Pentagon documents leak sparks US national security fears

White House national security spokesman says it remains unknown if document leak has been contained as probe continues.

The United States has said it is still assessing an apparent leak of documents containing US military intelligence, which a Pentagon spokesman said could pose “a very serious risk to national security” and lead to the spread of misinformation.

Speaking to reporters on Monday, Pentagon spokesman Chris Meagher said Washington was still investigating how the documents, which have circulated online, were made public, as well as the scope of the leak.

“There have been steps to take a closer look at how this type of information is distributed and to whom,” Meagher said.

“Disclosure of sensitive classified material can have tremendous implications not only for our national security but could lead to people losing their lives.”

The documents have been steadily appearing on internet platforms in recent days, with some circulating for weeks and possibly months.

They began to receive attention in US media last week, and since then, US officials have walked a careful line in assessing their authenticity. Meagher said on Monday that US defence department staff were still working to make that determination.
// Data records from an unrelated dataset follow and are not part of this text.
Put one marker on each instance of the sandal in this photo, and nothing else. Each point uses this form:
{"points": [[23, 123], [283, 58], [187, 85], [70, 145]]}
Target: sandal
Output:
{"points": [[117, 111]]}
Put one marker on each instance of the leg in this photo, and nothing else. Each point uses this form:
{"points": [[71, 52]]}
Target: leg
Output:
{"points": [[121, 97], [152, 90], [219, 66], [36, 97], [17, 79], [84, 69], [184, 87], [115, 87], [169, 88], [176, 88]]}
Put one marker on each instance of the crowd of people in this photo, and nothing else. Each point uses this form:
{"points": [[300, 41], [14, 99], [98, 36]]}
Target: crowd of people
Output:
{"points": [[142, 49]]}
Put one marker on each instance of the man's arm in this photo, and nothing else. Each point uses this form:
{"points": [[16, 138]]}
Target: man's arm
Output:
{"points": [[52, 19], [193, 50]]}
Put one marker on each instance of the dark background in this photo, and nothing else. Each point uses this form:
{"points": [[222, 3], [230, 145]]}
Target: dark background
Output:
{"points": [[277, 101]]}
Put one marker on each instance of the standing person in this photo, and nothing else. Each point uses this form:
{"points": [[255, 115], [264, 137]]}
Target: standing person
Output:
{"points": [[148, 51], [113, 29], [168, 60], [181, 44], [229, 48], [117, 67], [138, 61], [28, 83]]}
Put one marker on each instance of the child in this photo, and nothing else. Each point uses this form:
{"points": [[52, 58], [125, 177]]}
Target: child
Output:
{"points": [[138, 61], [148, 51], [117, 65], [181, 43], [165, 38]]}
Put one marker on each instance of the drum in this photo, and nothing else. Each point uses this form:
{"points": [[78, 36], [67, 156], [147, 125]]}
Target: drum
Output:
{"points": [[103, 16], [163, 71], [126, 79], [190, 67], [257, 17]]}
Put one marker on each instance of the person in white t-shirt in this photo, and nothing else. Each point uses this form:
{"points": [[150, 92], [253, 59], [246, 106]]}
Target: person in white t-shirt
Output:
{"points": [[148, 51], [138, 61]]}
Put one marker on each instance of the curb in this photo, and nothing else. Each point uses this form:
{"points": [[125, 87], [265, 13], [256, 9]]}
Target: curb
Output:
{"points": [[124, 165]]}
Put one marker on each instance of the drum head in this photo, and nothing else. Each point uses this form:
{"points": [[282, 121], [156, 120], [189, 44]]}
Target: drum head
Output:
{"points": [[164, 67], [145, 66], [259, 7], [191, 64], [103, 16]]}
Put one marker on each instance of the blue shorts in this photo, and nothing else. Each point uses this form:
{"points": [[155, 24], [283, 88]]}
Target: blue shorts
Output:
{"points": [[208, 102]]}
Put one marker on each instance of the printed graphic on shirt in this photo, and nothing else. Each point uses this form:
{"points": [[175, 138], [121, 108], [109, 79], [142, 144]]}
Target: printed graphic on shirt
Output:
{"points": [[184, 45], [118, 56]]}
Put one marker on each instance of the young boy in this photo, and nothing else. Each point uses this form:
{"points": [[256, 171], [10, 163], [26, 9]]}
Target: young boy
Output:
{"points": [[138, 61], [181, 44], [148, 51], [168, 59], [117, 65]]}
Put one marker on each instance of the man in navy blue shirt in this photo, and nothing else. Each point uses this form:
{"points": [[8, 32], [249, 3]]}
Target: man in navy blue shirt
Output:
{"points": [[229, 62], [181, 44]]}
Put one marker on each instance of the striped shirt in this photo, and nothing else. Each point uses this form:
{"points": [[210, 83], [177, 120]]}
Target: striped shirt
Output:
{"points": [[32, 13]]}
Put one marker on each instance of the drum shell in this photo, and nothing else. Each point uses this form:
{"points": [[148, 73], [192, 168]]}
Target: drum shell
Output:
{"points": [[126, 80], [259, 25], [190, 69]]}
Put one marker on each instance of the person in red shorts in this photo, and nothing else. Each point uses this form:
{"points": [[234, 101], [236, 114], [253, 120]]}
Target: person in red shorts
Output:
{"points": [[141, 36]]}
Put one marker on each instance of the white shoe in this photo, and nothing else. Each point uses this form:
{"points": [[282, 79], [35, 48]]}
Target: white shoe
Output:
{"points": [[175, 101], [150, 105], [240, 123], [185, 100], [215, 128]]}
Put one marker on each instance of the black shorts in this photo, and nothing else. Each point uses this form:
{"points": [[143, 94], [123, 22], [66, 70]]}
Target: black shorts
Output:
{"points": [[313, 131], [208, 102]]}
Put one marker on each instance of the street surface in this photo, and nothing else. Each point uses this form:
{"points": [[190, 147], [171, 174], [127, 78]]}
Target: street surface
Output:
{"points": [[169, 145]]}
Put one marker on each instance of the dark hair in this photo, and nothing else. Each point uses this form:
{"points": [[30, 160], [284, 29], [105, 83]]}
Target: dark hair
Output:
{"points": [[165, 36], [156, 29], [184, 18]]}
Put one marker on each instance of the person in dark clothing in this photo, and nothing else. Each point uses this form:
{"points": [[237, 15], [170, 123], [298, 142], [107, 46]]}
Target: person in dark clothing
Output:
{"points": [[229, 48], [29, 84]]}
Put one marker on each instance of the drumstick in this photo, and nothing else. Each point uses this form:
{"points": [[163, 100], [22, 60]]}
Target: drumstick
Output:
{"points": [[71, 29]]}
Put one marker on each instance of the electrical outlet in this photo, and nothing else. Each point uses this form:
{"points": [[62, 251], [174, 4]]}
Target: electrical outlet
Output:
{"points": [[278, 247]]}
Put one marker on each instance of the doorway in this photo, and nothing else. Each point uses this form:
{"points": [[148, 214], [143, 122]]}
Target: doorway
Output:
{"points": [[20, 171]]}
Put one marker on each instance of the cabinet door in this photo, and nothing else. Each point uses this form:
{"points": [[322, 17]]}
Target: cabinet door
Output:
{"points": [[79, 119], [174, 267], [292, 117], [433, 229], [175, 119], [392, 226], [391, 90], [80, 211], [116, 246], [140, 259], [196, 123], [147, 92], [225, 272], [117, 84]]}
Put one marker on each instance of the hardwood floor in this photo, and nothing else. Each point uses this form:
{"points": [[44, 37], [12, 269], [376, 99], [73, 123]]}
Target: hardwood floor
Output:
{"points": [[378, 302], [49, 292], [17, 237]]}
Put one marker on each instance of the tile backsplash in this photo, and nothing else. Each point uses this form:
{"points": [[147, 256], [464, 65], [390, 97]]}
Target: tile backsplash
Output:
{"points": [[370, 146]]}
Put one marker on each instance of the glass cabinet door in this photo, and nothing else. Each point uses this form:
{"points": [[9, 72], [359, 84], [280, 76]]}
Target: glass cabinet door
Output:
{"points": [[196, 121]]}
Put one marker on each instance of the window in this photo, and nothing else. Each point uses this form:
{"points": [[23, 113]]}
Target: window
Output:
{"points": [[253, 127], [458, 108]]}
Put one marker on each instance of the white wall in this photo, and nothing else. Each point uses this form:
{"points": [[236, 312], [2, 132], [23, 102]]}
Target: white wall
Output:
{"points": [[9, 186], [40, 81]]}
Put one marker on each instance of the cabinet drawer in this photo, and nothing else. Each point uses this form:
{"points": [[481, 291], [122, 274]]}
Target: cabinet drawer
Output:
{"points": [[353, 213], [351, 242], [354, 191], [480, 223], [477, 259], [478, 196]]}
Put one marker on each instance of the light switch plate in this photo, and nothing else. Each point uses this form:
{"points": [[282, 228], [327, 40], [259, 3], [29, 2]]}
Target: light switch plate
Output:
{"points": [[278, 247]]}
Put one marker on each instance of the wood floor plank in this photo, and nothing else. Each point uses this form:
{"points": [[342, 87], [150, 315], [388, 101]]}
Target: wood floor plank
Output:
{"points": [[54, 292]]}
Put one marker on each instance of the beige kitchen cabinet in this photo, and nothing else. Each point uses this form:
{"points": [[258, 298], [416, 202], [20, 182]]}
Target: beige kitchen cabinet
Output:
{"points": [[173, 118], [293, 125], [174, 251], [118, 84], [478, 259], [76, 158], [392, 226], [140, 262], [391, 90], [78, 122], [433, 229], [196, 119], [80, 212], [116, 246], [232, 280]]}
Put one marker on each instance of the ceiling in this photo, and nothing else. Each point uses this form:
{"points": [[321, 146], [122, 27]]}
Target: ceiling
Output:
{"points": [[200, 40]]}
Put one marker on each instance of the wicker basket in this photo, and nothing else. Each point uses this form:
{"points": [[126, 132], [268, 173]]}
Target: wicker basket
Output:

“Photos appear to show documents similar in format to those used to provide daily updates to our senior leaders on Ukraine and Russia-related operations, as well as other intelligence updates,” he said.

Officials from several agencies have repeatedly warned that at least some of the documents appeared to have been doctored.

On Sunday, the Department of Justice opened a criminal investigation into the situation.

Many of the documents purported to include secret information on the war in Ukraine, while others appeared to show sensitive analyses of US allies, including Israel and South Korea, raising questions about surveillance.

When asked about the extent of the leak on Monday, White House National Security Council spokesman John Kirby replied: “We don’t know what’s out there.”

“We don’t know who’s responsible for this. And we don’t know if they have more that they intend to post,” he said.

“So we’re watching this and monitoring it as best we can. But the truth and the honest answer to your question is we don’t know and is that a matter of concern to us? You’re darn right it is.”

Kirby added that US President Joe Biden had been briefed on the matter late last week.

Meanwhile, Department of State spokesman Vedant Patel said US officials “are engaging with allies and partners at high levels over this, including to reassure them of our commitment to safeguarding intelligence and the fidelity of securing our partnerships”.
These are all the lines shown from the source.